「言葉」
大澤 信之聖歌隊に加えて頂いてから、讃美歌に対する意識は随分変わったように思います。 音楽を、メロディ・歌詞という構成要素で出来ていると言ってよければ、 私の場合、音楽を聴くときに心に響いてくる一番の構成要素は、メロディです。 歌詞が記憶に残ることもありますが、メロディが圧倒的に強く心に残ります。 こうなると、歌詞の意味を考えながら讃美歌を歌うことが、うまく行きません。 初めて歌う時などは、ジェットコースターのように上下する音符の行方を追いかけながら、 急停止、急発進する音符長短に気を取られてしまい、 歌い終わってもどのような内容の讃美歌だったのか、 思い出せないことになってしまいます。
聖歌隊では、三上先生の指導で、讃美歌の歌詞を皆で読み合わせにします。 皆で声を出して歌詞を読んでゆくと、讃美歌の歌詞が言葉となって心に入ってきます。 この言葉が、作者の心を伝えてくれます。 メロディと言葉が一緒になることで、 神を讃美する歌(讃美歌)になるように思います。
子ども礼拝でも、「お話」の最初に、聖書の箇所を皆で声を出して輪読します。 まだ意味は判らない場合が多いのですが、 聖書の漢字には「ふり仮名」があるので読んで行けます。 やっと平仮名が読めるようになった小さな子も、 ゆっくりだったり、間違ったりしながら、聖書の言葉を読んで行きます。 聖書の「言葉」は、思いがけないときに心に留まるものだから、 直接聖書の言葉に触れることが大切ではないかと考えての事です。 子どもたちも聖書の言葉を必死で読みながら、 礼拝を「受けている」のでは無く「参加している」事を感じられると良いのですが。 お話が始まるとお喋りを始める子も、輪読のときは自分の番が来るから、 一生懸命に聖書の節を追いかけています。
聖書を一人で静かに読むときや、何人かで輪読するとき、 読んでいるその言葉が語りかけてくるように感じることがあります。 アダム・エバの言葉、カインの言葉、ノアの言葉、 「バベルの塔」崩壊は言葉によるコミュニケーション崩壊の象徴、 アブラハム・イサク・ヤコブに神は言葉を語りかけて、神と人の契約を結びます。 古代文化の中では「言葉」の大切さが認識されていたようです。 ですから旧約聖書の中で、「神の言葉」というときそれは単に言語ではなくて、 「事」を引き起こす「神の行為」と、考えられていたようです。
「人はパンだけで生きるのではなく、 人は主の口から出るすべての言葉によって生きることを あなたに知らせるためであった」は、「神の口から出た言葉は言語ではなくて神の行為」と考えると、 「人はパンも必要だが精神性も必要だ」などという理解ではなくて、 「人はパンで生きるのではない。

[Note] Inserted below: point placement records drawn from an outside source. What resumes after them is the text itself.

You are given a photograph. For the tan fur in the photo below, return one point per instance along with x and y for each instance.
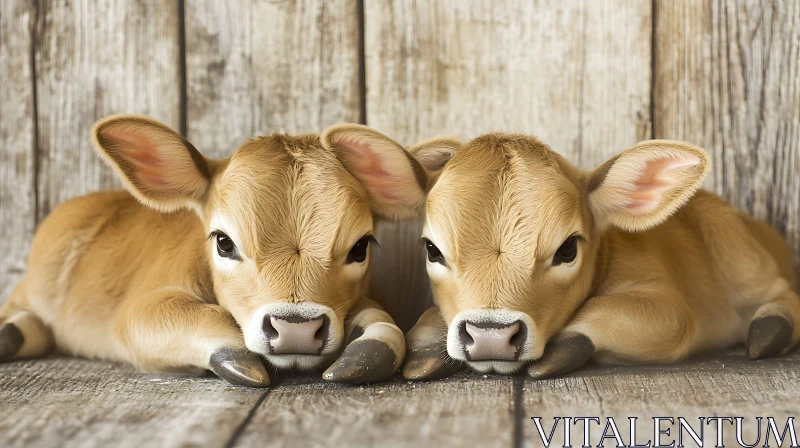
(663, 274)
(110, 276)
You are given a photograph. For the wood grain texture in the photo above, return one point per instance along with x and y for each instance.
(69, 402)
(96, 59)
(17, 141)
(460, 411)
(728, 79)
(576, 74)
(257, 67)
(728, 384)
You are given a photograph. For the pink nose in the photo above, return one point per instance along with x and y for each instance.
(484, 342)
(295, 335)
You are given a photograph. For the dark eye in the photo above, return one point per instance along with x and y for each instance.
(434, 254)
(225, 246)
(567, 252)
(359, 251)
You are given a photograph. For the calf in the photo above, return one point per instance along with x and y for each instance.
(626, 263)
(208, 264)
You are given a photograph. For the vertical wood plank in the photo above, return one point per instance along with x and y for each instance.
(256, 67)
(96, 59)
(728, 79)
(576, 74)
(17, 145)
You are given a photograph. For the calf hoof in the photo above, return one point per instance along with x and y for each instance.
(11, 340)
(768, 336)
(239, 367)
(563, 355)
(363, 361)
(429, 363)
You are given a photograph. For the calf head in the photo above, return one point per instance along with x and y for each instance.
(513, 230)
(289, 227)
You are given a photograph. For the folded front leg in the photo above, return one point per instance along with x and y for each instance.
(427, 357)
(375, 347)
(174, 331)
(648, 325)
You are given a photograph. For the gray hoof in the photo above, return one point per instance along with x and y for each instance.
(365, 361)
(429, 363)
(11, 340)
(563, 355)
(768, 336)
(239, 367)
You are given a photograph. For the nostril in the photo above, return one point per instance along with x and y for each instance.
(464, 337)
(518, 337)
(269, 329)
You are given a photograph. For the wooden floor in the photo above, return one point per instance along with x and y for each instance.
(72, 402)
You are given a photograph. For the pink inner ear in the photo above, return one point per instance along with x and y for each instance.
(654, 181)
(143, 155)
(367, 167)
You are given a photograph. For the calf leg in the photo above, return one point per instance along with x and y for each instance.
(775, 327)
(427, 357)
(22, 333)
(374, 350)
(640, 326)
(174, 330)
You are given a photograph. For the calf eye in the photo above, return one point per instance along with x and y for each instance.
(225, 246)
(567, 252)
(359, 251)
(434, 254)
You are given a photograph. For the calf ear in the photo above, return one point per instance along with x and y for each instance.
(433, 154)
(395, 181)
(646, 184)
(156, 164)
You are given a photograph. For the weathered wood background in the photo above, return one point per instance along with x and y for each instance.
(589, 77)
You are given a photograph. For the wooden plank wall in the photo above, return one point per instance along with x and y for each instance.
(588, 77)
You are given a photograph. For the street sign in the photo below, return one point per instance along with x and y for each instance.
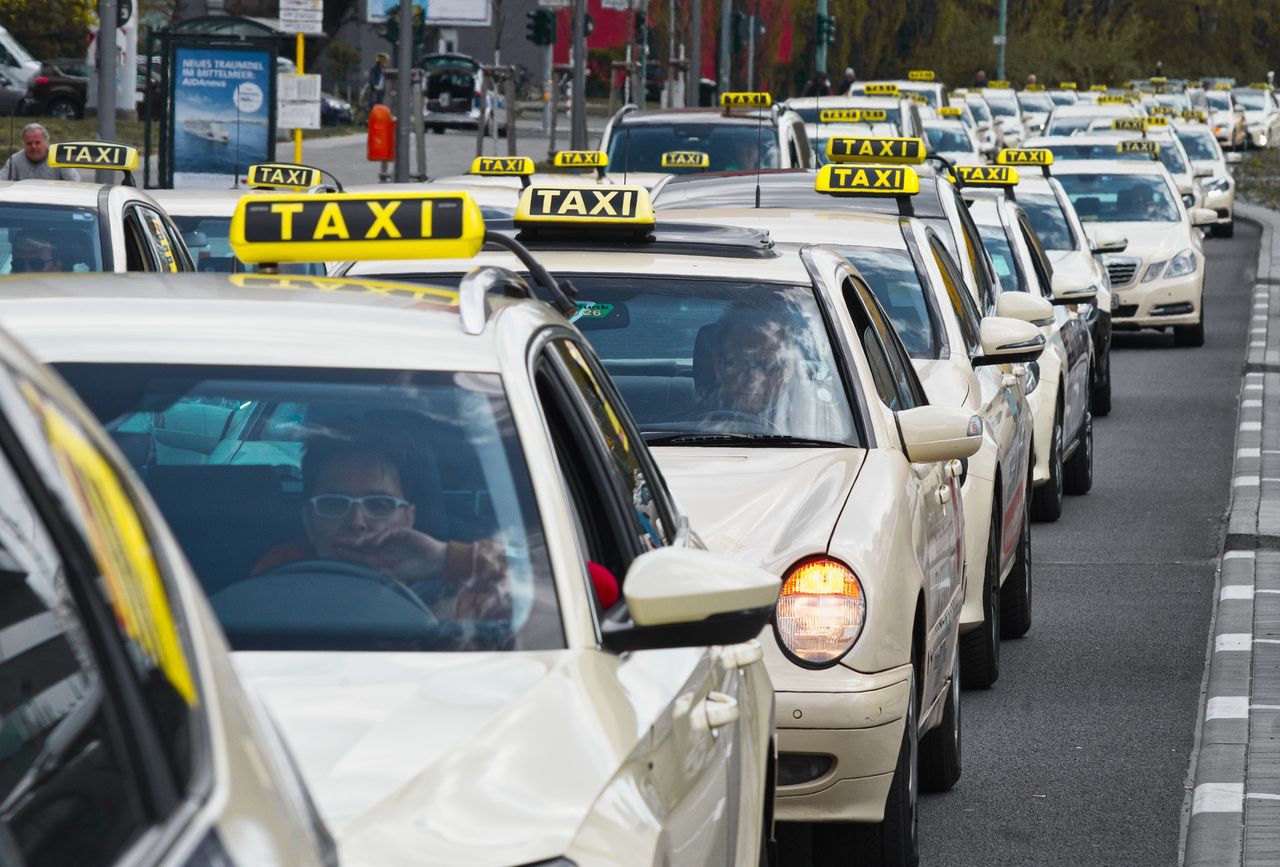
(302, 17)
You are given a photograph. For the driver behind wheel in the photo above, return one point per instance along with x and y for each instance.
(359, 507)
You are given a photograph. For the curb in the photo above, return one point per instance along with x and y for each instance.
(1240, 694)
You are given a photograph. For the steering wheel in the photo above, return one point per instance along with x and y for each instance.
(351, 570)
(734, 416)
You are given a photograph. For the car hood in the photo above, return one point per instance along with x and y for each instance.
(763, 506)
(424, 758)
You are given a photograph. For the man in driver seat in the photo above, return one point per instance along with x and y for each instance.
(359, 507)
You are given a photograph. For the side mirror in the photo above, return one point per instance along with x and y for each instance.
(1203, 217)
(938, 433)
(1009, 341)
(686, 597)
(1025, 307)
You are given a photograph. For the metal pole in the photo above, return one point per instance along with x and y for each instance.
(403, 91)
(694, 77)
(1000, 49)
(577, 126)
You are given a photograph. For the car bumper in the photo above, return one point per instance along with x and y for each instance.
(856, 721)
(1160, 302)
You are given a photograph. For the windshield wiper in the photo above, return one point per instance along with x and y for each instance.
(689, 438)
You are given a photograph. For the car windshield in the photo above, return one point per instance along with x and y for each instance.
(892, 277)
(730, 146)
(209, 241)
(1048, 220)
(996, 242)
(947, 138)
(707, 359)
(49, 238)
(339, 510)
(1120, 197)
(1198, 144)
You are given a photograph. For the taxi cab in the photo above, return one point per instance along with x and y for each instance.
(128, 738)
(65, 226)
(749, 132)
(1159, 281)
(1060, 401)
(787, 416)
(956, 352)
(435, 542)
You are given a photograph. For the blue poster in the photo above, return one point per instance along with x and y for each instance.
(220, 114)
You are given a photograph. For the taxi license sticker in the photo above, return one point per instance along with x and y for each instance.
(1025, 156)
(283, 176)
(745, 100)
(868, 179)
(502, 167)
(853, 149)
(94, 155)
(686, 160)
(337, 227)
(613, 205)
(987, 176)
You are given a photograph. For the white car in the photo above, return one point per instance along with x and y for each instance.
(1159, 279)
(438, 546)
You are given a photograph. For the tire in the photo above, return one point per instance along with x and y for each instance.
(1015, 593)
(896, 839)
(979, 649)
(1189, 334)
(1047, 500)
(940, 749)
(1078, 471)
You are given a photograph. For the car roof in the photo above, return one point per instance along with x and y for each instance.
(246, 319)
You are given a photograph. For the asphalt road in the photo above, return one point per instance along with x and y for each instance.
(1079, 753)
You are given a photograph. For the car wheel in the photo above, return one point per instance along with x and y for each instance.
(979, 649)
(64, 109)
(940, 749)
(1189, 334)
(1047, 500)
(1015, 593)
(1078, 471)
(896, 839)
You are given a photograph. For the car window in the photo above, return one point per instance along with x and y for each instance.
(49, 238)
(361, 510)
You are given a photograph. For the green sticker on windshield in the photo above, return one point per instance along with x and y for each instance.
(592, 310)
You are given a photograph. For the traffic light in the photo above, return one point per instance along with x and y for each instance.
(540, 27)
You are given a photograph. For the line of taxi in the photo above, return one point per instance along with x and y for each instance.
(654, 515)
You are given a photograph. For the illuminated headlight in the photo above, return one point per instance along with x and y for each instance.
(1183, 264)
(821, 612)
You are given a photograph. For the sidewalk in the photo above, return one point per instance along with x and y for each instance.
(1234, 810)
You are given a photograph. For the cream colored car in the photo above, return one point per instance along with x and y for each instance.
(1159, 279)
(440, 552)
(789, 419)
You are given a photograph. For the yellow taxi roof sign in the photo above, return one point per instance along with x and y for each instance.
(283, 176)
(986, 176)
(858, 149)
(745, 100)
(502, 167)
(686, 160)
(338, 227)
(1024, 156)
(94, 155)
(867, 179)
(616, 205)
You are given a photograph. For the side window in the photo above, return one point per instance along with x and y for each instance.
(629, 459)
(961, 302)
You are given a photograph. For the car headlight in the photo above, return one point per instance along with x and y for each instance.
(1153, 270)
(1183, 264)
(821, 612)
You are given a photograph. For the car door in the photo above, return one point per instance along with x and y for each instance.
(622, 510)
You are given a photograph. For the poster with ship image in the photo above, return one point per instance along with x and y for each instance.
(223, 113)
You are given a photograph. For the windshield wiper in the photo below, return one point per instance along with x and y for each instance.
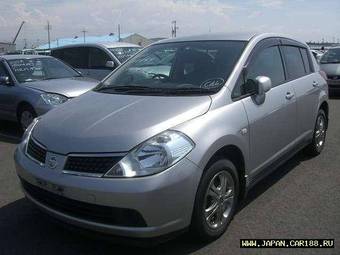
(128, 88)
(189, 90)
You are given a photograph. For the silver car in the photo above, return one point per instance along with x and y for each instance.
(330, 64)
(32, 85)
(176, 136)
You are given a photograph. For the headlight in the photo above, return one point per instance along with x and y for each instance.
(53, 99)
(153, 156)
(29, 130)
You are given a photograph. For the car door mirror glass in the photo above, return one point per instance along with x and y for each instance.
(110, 64)
(264, 84)
(4, 80)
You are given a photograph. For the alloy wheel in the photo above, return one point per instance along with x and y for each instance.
(219, 199)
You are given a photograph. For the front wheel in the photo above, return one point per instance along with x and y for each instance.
(216, 200)
(319, 137)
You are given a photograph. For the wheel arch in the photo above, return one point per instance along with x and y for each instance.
(325, 107)
(236, 156)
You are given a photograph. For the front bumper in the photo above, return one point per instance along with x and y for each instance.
(164, 201)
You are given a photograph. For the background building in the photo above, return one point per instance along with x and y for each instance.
(6, 47)
(129, 38)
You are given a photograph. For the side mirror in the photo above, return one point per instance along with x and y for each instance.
(4, 80)
(110, 64)
(264, 84)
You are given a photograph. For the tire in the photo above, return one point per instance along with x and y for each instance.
(26, 114)
(201, 227)
(319, 136)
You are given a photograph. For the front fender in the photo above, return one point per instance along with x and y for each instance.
(216, 129)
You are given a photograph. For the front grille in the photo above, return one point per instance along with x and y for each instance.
(82, 210)
(98, 165)
(36, 151)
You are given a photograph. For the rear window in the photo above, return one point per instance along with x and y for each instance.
(98, 59)
(332, 56)
(76, 57)
(294, 62)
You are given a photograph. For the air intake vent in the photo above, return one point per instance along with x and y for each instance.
(97, 165)
(36, 151)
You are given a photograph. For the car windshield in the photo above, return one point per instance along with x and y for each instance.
(123, 53)
(200, 67)
(35, 69)
(331, 56)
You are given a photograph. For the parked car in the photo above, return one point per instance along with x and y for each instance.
(330, 64)
(176, 136)
(95, 60)
(31, 85)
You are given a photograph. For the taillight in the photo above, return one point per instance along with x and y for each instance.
(323, 74)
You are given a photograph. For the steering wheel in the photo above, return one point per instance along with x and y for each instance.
(159, 76)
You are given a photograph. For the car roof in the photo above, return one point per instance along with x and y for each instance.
(242, 36)
(22, 56)
(100, 44)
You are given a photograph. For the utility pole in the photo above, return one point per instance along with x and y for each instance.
(174, 28)
(25, 43)
(118, 32)
(84, 34)
(48, 27)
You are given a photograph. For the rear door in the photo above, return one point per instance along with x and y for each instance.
(306, 84)
(7, 96)
(272, 124)
(97, 63)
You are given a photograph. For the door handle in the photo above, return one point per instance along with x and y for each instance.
(289, 95)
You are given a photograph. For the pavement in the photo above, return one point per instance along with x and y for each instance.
(301, 199)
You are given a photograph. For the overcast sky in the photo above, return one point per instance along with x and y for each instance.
(306, 19)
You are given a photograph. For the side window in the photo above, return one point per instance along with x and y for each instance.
(294, 62)
(3, 71)
(267, 63)
(58, 54)
(306, 60)
(98, 59)
(76, 57)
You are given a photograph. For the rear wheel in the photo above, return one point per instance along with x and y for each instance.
(26, 115)
(216, 200)
(319, 137)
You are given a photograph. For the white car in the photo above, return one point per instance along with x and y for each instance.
(95, 60)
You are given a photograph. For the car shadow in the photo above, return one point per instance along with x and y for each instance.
(26, 230)
(10, 132)
(273, 178)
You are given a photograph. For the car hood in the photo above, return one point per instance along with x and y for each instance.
(330, 69)
(99, 122)
(70, 87)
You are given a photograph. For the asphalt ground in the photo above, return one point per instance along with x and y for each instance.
(301, 199)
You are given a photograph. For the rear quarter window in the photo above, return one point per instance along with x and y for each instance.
(306, 62)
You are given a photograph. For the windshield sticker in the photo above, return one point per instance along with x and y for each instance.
(213, 83)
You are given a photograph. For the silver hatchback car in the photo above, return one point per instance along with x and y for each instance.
(176, 136)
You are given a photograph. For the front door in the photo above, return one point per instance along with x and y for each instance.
(272, 123)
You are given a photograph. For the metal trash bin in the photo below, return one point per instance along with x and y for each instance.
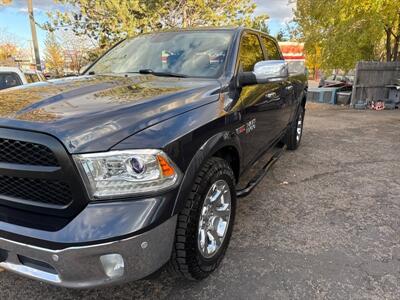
(343, 98)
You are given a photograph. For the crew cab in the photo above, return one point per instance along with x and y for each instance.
(138, 163)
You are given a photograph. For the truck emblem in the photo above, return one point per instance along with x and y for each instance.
(247, 128)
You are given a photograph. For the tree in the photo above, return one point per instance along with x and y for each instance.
(77, 50)
(53, 54)
(343, 32)
(108, 21)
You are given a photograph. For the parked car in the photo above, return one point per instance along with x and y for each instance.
(337, 80)
(13, 76)
(107, 177)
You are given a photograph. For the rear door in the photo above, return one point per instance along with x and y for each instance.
(260, 103)
(9, 80)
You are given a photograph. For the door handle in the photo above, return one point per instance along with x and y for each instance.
(272, 97)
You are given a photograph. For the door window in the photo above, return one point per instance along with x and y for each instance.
(271, 48)
(250, 52)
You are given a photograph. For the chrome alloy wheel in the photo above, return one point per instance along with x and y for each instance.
(299, 128)
(214, 219)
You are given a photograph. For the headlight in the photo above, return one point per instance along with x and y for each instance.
(125, 173)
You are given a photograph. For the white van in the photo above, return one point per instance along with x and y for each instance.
(13, 76)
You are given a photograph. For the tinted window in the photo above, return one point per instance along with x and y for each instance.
(8, 80)
(250, 52)
(271, 48)
(196, 54)
(31, 77)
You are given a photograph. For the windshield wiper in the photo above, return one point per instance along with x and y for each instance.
(157, 73)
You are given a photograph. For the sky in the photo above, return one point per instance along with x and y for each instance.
(14, 18)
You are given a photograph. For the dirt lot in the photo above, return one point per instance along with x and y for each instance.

人は主の口から出る全ての言葉によって生きる」 と訳す方が正しいという学者がいることに肯けます。 古代ギリシャ人も「言葉」には力があり、 「言葉」とは「理性」であると考えていたようです。 ヨハネ福音書では、キリストを神の言葉として、 「初めに言があった。言は神と共にあった。言は神であった」と書き出します。
(申命記8:3b)現代社会でも、言葉は文明や文化の基礎を成すものですし、 どんなにメディアが進んだとしても、人は言葉で他者との関係を築いて行くのでしょう。 言葉によって、自分の意見を語り、他者の思いを受け入れます。 人間にとって言葉は貴重な財産のようなものです。 ですが、この財産であるべき言葉を、 私たちは注意して使っているのかと問われることがあります。 街に出ると言葉は洪水のように溢れだしています。 人の心を考えない、無味乾燥な言葉。自分の利益を求めるためだけの言葉。 何も生み出さない他者批判の言葉。何気ない話し言葉で、 聞く人が傷つくことは、あり得ることです。 言葉の持つ力は、他者の心に希望の光を灯すことも、 他者を破滅に追いやることもあります。 考えてみると恐ろしい力です。 パウロは「悪い言葉を一切口にしてはなりません。 ただ、聞く人に恵みが与えられるように、その人を造り上げるのに役立つ言葉を、 必要に応じて語りなさい」(エフェソ5:29)と言います。 余裕を持って、よく整えられた言葉を語りたいと、心からそう思います。